[C++-sig] Re: Explaining the Magic

Sat Jul 12 19:46:16 CEST 2003

"Brett Calcott" <brett.calcott at paradise.net.nz> writes:

> Hi David,
>
> I am in Aussie now, and though still homeless

In winter!!  Brrrrr... <wink>

> I at least have an office. I thought we could make a start on our
> plans to document some of the boost python implementation. 

Great!

> I brushed up on reStructuredText so, as discussed I'll try and
> construct a document from our conversations.
>
> As suggested I have had a look at the luabind conversation, and
> though I understand bits here and there I need something to tie it
> all too.  Here's two starting questions:
>
> 1) What happens when you do the following:
>
>     struct boring {};
>     ...etc...
>     class_<boring>("boring")
>         ;
>
> There seems to be a fair bit going on.
>
> - Python needs a new ClassType to be registered.
> - We need to construct a new type that can hold our boring struct.
> - Inward and outward converters need to be registered for the type.
>
> Can you gesture in the general direction where these things are done.

I only have time for a "off-the-top-of-my-head" answer at the moment;
I suggest you step through the code with a debugger after reading this
to see how it works, fill in details, and make sure I didn't forget
anything.

OK:

        A new (Python) subclass of Boost.Python.Instance (see
        libs/python/src/object/class.cpp) is created by invoking
        Boost.Python.class, the metatype:

              >>> boring = Boost.Python.class(
              ...     'boring'
              ...   , bases_tuple       # in this case, just ()
              ...   , { 
              ...         '__module__' : module_name
              ...       , '__doc__' : doc_string # optional
              ...     }
              ... )

         A handle to this object is stuck in the m_class_object field
         of the registration associated with typeid(boring).  The
         registry will keep that object alive forever, even if you
         wipe out the 'boring' attribute of the extension module
         (probably not a good thing).

         Because you didn't specify class<boring, non_copyable, ...>,
         a to-python converter for boring is registered which copies
         its argument into a value_holder held by the the Python
         boring object.

         Because you didn't specify class<boring ...>(no_init), an
         __init__ function object is added to the class dictionary
         which default-constructs a boring in a value_holder (because
         you didn't specify some smart pointer or derived wrapper
         class as a holder) held by the Python boring object.

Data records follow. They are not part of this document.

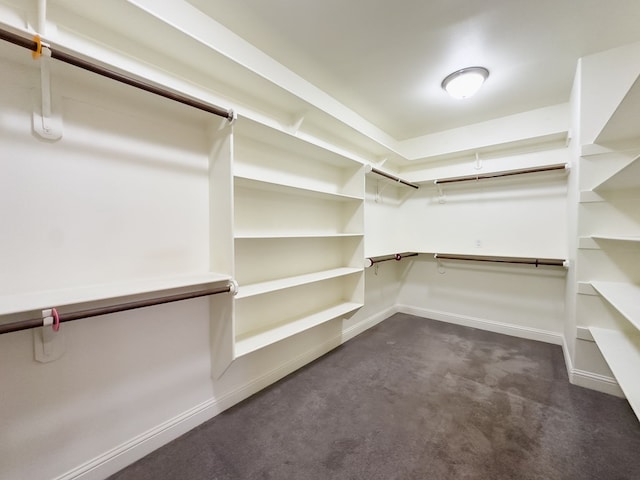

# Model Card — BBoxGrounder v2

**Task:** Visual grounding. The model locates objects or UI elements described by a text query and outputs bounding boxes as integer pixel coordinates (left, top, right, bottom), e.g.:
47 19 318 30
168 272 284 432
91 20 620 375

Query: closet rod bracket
32 35 62 141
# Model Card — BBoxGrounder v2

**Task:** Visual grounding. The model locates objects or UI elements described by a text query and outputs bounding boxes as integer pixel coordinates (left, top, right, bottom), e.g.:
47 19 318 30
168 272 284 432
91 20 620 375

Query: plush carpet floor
106 314 640 480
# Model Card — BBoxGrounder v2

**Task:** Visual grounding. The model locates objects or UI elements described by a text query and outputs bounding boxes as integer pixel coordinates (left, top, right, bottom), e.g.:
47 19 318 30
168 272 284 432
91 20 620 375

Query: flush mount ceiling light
442 67 489 98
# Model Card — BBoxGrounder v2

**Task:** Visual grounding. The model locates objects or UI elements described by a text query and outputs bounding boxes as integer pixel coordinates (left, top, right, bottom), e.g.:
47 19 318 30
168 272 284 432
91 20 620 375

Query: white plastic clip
33 36 62 140
229 279 240 297
32 308 65 363
433 180 447 203
473 152 482 170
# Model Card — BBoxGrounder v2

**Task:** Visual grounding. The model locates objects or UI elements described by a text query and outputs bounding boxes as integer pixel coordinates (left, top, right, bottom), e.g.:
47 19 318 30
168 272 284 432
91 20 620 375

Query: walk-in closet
0 0 640 480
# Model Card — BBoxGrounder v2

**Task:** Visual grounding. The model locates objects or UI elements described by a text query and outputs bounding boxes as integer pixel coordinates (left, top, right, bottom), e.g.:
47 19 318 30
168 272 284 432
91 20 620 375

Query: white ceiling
185 0 640 140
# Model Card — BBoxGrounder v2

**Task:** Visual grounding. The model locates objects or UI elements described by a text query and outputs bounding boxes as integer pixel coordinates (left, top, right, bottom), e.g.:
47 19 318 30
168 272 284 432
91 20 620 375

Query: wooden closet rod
0 285 233 335
369 165 420 189
433 253 566 267
433 163 568 185
0 29 235 121
365 252 418 268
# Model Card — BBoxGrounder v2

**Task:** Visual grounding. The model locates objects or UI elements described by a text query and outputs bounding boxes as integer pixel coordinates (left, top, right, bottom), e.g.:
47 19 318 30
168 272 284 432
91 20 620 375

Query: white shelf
236 112 366 166
234 175 363 202
234 233 363 240
593 157 640 191
589 327 640 418
595 76 640 144
236 267 362 299
591 281 640 334
0 273 231 315
235 302 362 358
591 235 640 242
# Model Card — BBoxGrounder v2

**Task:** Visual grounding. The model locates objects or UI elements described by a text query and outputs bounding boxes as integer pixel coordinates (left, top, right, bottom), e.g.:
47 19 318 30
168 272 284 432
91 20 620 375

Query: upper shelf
591 281 640 330
591 235 640 243
234 175 364 201
0 273 231 316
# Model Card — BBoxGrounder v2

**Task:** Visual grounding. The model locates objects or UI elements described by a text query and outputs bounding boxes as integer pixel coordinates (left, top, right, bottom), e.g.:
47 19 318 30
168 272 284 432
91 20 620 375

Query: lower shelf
589 327 640 419
591 281 640 330
235 302 363 358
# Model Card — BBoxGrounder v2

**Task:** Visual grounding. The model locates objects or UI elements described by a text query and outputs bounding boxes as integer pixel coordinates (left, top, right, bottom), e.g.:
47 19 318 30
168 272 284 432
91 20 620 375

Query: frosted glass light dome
442 67 489 98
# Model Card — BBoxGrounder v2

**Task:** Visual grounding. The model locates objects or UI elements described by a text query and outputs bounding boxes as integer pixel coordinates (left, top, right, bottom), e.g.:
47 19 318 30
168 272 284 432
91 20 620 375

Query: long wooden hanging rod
364 252 418 268
433 253 567 267
433 163 569 185
0 29 235 121
367 165 420 189
0 284 235 335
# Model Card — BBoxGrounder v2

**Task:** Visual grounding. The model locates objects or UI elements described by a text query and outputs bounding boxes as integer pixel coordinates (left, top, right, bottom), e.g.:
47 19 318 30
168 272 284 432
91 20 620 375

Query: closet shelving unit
581 70 640 417
233 117 364 357
589 157 640 416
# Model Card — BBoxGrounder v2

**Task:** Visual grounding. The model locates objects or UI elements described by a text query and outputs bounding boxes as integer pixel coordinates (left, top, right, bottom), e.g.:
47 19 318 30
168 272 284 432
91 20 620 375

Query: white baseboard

         register_class_from_python is used to register a from-python
         converter for shared_ptr<boring>.  boost::shared_ptrs are
         special among smart pointers because their Deleter argument
         can be made to manage the whole Python object, not just the
         C++ object it contains, no matter how the C++ object is
         held.  

         If there were any bases<>, we'd also be registering the
         relationship between these base classes and boring in the
         up/down cast graph (inheritance.[hpp/cpp]).

         In earlier versions of the code, we'd be registering lvalue
         from-python converters for the class here, but now
         from-python conversion for wrapped classes is handled as a
         special case, before consulting the registry, if the source
         Python object's metaclass is the Boost.Python metaclass.

         Hmm, that from-python converter probably ought to be handled
         the way class converters are, with no explicit conversions
         registered.

> 2) Can you give a brief overview of the data structures that are
>    present in the registry

The registry is simple: it's just a map from typeid -> registration
(see boost/python/converter/registrations.hpp).  lvalue_chain and
rvalue_chain are simple endogenous linked lists.

If you want to know more, just ask.

If you want to know about the cast graph, ask me something specific in
a separate message.

>    and an overview of the process that happens as a type makes its
>    way from c++ to python and back again.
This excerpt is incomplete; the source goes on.